Shanghai. Liu Feng eilt in Shanghai durch das Einkaufsviertel Panlong, um schnell noch ein Geschenk für seine Kinder zu besorgen. Ziel des 35-jährigen Geschäftsreisenden ist ein „Roboshop“, ein Laden des größten chinesischen Spielwarenanbieters Pop Mart, der komplett ohne Personal auskommt. „Sie mögen die trendigen Figuren“, sagt er. Dann kauft er eine der „Skullpanda“-Figuren mit großen Augen und pandaähnlichen Ohren.
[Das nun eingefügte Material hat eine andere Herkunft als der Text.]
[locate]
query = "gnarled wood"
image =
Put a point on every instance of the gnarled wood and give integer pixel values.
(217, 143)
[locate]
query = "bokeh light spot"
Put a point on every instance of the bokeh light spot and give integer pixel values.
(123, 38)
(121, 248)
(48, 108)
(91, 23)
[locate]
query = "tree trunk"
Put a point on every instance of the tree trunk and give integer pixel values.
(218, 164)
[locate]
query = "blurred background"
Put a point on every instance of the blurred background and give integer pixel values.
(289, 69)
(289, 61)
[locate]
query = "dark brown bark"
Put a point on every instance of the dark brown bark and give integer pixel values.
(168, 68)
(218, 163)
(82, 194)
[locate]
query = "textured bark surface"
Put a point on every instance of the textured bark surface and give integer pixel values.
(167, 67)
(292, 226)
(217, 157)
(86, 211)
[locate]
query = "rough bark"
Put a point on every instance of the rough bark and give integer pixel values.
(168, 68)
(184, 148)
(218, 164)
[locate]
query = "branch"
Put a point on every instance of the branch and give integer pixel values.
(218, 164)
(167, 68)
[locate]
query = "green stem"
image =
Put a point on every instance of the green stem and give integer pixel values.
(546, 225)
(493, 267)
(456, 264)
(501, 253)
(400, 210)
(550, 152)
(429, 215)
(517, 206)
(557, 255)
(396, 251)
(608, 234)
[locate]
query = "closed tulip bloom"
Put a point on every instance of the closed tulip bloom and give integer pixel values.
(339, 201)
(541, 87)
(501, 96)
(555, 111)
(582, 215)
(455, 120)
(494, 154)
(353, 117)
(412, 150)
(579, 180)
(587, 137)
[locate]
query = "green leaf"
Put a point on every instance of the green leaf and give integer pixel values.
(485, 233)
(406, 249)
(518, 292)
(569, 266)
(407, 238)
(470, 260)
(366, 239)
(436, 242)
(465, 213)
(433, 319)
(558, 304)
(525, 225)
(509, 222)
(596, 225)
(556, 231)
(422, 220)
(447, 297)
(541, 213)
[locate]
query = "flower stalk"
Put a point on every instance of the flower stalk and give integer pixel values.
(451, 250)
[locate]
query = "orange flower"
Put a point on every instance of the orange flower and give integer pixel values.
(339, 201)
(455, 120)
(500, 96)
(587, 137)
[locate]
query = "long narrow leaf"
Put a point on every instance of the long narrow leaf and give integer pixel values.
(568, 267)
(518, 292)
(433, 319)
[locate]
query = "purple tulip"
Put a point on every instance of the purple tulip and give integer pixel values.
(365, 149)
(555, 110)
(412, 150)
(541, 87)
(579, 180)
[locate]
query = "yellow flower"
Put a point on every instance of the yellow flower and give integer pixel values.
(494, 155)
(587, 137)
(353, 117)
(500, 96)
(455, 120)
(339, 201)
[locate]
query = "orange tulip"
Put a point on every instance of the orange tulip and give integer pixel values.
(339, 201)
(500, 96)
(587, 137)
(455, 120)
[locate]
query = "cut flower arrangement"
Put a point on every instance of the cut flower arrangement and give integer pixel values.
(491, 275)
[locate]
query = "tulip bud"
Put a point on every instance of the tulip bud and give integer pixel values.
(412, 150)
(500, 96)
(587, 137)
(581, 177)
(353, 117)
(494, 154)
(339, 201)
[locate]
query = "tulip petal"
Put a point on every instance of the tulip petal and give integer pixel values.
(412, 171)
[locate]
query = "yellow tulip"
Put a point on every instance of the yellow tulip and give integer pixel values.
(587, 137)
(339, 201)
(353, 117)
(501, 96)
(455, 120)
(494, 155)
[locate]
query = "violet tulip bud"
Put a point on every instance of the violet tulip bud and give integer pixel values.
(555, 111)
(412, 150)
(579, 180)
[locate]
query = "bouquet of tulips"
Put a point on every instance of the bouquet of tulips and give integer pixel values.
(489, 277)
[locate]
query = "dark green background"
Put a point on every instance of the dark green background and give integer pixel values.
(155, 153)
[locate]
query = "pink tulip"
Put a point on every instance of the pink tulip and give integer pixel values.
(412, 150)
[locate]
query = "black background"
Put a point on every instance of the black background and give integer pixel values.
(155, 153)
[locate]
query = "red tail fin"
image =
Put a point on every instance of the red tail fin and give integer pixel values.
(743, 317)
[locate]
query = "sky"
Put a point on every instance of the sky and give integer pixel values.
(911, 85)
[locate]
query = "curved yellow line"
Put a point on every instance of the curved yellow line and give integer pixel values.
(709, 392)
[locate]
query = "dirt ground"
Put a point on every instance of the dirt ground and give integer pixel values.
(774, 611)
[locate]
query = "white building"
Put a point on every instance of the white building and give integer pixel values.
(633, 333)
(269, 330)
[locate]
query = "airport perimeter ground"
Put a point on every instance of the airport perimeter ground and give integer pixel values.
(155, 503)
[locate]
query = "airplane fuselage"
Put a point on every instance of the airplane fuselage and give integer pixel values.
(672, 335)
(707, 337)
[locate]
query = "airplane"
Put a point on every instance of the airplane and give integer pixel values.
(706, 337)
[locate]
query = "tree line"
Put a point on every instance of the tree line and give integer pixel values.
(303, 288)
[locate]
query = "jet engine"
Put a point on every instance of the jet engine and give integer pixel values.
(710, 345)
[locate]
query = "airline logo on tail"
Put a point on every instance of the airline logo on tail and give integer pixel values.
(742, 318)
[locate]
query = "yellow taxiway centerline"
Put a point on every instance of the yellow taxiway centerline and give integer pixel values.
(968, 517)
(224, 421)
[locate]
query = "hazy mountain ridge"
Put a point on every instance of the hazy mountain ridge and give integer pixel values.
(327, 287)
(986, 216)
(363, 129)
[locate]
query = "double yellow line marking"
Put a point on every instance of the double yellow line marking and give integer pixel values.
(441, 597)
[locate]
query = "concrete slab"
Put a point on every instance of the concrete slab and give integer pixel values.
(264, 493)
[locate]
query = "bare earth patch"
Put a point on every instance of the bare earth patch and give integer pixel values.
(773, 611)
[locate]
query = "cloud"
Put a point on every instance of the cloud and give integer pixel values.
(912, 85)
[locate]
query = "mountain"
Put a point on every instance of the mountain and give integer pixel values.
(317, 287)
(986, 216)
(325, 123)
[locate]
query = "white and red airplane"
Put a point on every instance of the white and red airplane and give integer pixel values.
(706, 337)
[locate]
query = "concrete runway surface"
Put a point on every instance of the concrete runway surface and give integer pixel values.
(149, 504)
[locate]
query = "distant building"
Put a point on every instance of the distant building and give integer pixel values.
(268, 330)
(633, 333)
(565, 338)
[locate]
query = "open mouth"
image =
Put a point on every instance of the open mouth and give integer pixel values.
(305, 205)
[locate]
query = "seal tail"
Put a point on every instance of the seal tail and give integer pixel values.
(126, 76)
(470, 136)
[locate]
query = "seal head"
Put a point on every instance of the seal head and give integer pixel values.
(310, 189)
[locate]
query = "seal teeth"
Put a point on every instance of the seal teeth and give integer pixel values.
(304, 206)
Pop Mart hat sich in den vergangenen Jahren zum Marktführer in China entwickelt und expandiert kräftig ins Ausland. Weltweit betreibt das Unternehmen, das eher Trendprodukte denn Spielwaren verkauft, mehr als 500 Geschäfte und 2300 Roboshops ohne Personal. Größter Auslandsmarkt ist Südostasien, in der Region hat das Unternehmen im ersten Halbjahr 2024 einen Umsatz von 560 Millionen Yuan (umgerechnet 77 Millionen US-Dollar ) erzielt.

Auf dem europäischen Markt ist Pop Mart dabei noch wenig vertreten, Shops gibt es vor allem in England und Frankreich, insgesamt 16 sind es nach eigener Zählung auf dem Kontinent. In Deutschland gibt es noch keinen Standort, allerdings machen Gerüchte über einen baldigen Markteintritt die Runde. Auf eine Handelsblatt-Anfrage reagierte das Unternehmen bisher nicht.